You can stack changes this way:

strtotime("+1 day", strtotime("+1 year", strtotime($date)));

Note the difference between this approach and the one in other answers: instead of concatenating the values +1 day and <timestamp>, you can just pass in the timestamp as the second parameter of strtotime.

Solution 6

Here has an easy way to solve this.

<?php
   $date = "2015-11-17";
   echo date('Y-m-d', strtotime($date. ' + 5 days'));
?>

Output will be:

2015-11-22

Solution has found from here - How to Add Days to Date in PHP

Solution 7

Using a variable for Number of days

$myDate = "2014-01-16";
$nDays = 16;
$newDate = strtotime($myDate . '+ '.$nDays.'days');
echo new Date('d/m/Y', $soma); //format new date 

Solution 8

Here is the simplest solution to your query

$date=date_create("2013-03-15"); // or your date string
date_add($date,date_interval_create_from_date_string("40 days"));// add number of days 
echo date_format($date,"Y-m-d"); //set date format of the result

Solution 9

This works.
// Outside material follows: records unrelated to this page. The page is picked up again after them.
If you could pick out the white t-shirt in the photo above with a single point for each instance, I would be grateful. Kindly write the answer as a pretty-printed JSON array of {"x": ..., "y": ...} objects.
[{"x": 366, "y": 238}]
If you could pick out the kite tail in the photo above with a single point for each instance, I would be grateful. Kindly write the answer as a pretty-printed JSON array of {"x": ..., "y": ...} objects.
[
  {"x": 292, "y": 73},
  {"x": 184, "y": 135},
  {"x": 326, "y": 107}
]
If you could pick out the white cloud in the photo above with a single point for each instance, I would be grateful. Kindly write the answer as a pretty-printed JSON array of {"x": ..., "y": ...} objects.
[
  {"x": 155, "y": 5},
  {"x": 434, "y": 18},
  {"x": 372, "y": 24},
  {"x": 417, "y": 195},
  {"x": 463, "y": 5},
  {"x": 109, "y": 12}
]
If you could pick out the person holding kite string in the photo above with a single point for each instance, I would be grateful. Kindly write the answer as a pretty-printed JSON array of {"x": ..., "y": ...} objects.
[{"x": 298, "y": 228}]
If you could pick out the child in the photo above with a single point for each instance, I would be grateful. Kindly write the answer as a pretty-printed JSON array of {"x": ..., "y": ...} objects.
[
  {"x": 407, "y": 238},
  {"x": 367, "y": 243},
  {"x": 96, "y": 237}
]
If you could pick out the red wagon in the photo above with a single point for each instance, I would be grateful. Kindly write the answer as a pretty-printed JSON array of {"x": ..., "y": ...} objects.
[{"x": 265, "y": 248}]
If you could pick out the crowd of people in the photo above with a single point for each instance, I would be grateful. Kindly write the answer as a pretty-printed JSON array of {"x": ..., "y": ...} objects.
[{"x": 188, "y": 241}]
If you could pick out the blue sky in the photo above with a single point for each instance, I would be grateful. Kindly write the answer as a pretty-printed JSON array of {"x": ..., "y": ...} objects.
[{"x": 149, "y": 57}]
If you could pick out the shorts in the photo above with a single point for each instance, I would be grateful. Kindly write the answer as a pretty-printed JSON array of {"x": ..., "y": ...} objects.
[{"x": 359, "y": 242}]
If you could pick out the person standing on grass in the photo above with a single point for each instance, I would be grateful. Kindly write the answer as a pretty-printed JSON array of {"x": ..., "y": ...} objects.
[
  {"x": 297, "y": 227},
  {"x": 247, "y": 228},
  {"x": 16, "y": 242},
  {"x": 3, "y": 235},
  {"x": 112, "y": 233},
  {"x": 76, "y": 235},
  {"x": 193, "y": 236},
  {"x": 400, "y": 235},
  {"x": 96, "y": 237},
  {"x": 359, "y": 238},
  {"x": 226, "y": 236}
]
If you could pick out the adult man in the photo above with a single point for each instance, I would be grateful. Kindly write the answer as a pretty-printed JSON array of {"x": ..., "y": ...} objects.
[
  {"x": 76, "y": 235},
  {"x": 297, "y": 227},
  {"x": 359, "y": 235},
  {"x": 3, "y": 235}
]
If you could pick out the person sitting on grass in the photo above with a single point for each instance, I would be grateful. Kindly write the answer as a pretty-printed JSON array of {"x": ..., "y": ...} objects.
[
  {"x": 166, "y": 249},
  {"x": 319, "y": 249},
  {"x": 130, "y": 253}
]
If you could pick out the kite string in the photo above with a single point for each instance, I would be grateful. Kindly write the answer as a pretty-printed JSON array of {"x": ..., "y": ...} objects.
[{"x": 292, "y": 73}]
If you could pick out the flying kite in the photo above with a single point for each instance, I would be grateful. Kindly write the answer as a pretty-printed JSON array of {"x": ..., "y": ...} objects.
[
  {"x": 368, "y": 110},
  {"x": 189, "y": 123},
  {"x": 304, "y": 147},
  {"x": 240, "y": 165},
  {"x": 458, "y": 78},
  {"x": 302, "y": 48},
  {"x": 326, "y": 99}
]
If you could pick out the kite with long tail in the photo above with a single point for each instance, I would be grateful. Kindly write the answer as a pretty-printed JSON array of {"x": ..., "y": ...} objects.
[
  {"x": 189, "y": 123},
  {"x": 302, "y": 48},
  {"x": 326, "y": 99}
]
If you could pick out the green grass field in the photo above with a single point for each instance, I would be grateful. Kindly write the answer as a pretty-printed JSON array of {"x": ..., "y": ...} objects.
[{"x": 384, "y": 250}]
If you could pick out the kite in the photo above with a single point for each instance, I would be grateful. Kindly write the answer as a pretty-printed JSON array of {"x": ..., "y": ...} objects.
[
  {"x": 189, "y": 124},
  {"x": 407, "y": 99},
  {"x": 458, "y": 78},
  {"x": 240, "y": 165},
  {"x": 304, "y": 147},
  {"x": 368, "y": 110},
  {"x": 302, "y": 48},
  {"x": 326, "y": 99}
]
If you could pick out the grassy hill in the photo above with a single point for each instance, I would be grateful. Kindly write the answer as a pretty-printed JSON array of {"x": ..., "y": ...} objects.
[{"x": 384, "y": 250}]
You can use it for days, months, seconds and reformat the date as you require

public function reformatDate($date, $difference_str, $return_format)
{
    return date($return_format, strtotime($date. ' ' . $difference_str));
}

Examples

echo $this->reformatDate('2021-10-8', '+ 15 minutes', 'Y-m-d H:i:s');
echo $this->reformatDate('2021-10-8', '+ 1 hour', 'Y-m-d H:i:s');
echo $this->reformatDate('2021-10-8', '+ 1 day', 'Y-m-d H:i:s');

Solution 10

To add a certain number of days to a date, use the following function.

function add_days_to_date($date1,$number_of_days){
    /*
    //$date1 is a string representing a date such as '2021-04-17 14:34:05'
    //$date1 =date('Y-m-d H:i:s'); 
    // function date without a secrod argument returns the current datetime as a string in the specified format
    */
    $str =' + '. $number_of_days. ' days';
    $date2= date('Y-m-d H:i:s', strtotime($date1. $str));
    return $date2; //$date2 is a string
}//[end function]

Solution 11

All have to use bellow code:

$nday = time() + ( 24 * 60 * 60);    
echo 'Now:       '. date('Y-m-d') ."\n";    
echo 'Next Day: '. date('Y-m-d', $nday) ."\n";

Solution 12

Another option is to convert your date string into a timestamp and then add the appropriate number of seconds to it.

$datetime_string = '2022-05-12 12:56:45';
$days_to_add = 1;
$new_timestamp = strtotime($datetime_string) + ($days_to_add * 60 * 60 * 24);

After which, you can use one of PHP's various date functions to turn the timestamp into a date object or format it into a human-readable string.